I was not prepared for the mountain of material culture the song has generated. Objects bearing its stamp range from predictable postcards and generations of songbooks and sheet music to postage stamps, doorbells, bracelets, barware, garden flags, fried chicken boxes, duvet covers and throw pillows, and much, much more.
Yet “My Old Kentucky Home” was never just a pretty song. It was from the outset a “touching” blackface minstrel tune, entertainment built on slavery and the trade in human beings. It says a great deal about this nation’s ability to ignore uncomfortable aspects of its history that this same song offered white Americans a soothing and sentimental cocktail generically evoking old times, papering over the realities of slavery and Jim Crow. Over the decades, “My Old Kentucky Home” became a kind of sonic monument—white America’s song to itself.
Music enters us, becomes part of our breath, and this song is sung en masse each year at the Kentucky Derby by 150,000-plus spectators. It brings nostalgic tears to millions of eyes. It rings out on state occasions and at University of Kentucky basketball and football games (which many here equate with statewide occasions). Over the years, I have grappled with the ways this haunted melody became ensconced in actual homes, morphing onto things that were touched and held close, ornaments caressed by countless hands and eyes and lips. These objects may seem banal, but I believe they too make deep impressions.

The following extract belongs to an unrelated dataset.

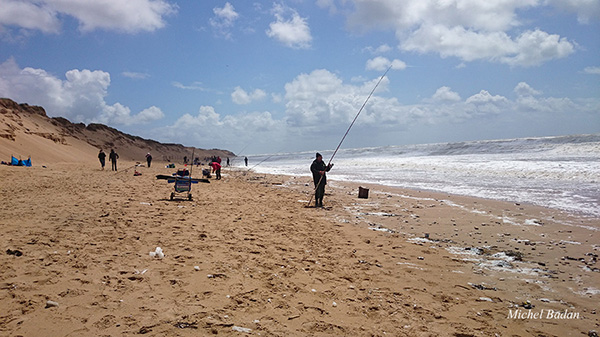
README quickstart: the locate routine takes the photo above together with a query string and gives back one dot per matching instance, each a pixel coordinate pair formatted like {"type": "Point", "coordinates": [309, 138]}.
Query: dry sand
{"type": "Point", "coordinates": [246, 257]}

The pages of a nonfiction book can’t convey the material emanations from Foster’s song over 170 years. They could fill a small museum, and perhaps some institution will undertake an exhibition. But I wonder: what is missed when the story of “My Old Kentucky Home” is told without accounting for its physical manifestation in everyday lives and its potent presence in the consumer culture? How has the song’s meaning been shaped by the way it has been acquired, possessed, collected, and worn?
My Old Kentucky Home” economics began with twenty-five-year-old Stephen Foster—America’s first professional songwriter—being paid two pennies (about eight percent) as a royalty on each copy of official sheet music of “My Old Kentucky Home” that was sold. (Nobody could control the myriad pirated editions.) Scholars estimate nearly 70,000 copies of the song were bought in the first decade, but that was not enough to keep him afloat. Foster died in 1863, age thirty-seven, in New York’s Bellevue Hospital with thirty-eight cents to his name. Of course, his New York publishers made a great deal more money off the song, as did the blackface minstrels, whom one critic dubbed “the songbirds” who used it to entertain audiences across the country and the globe.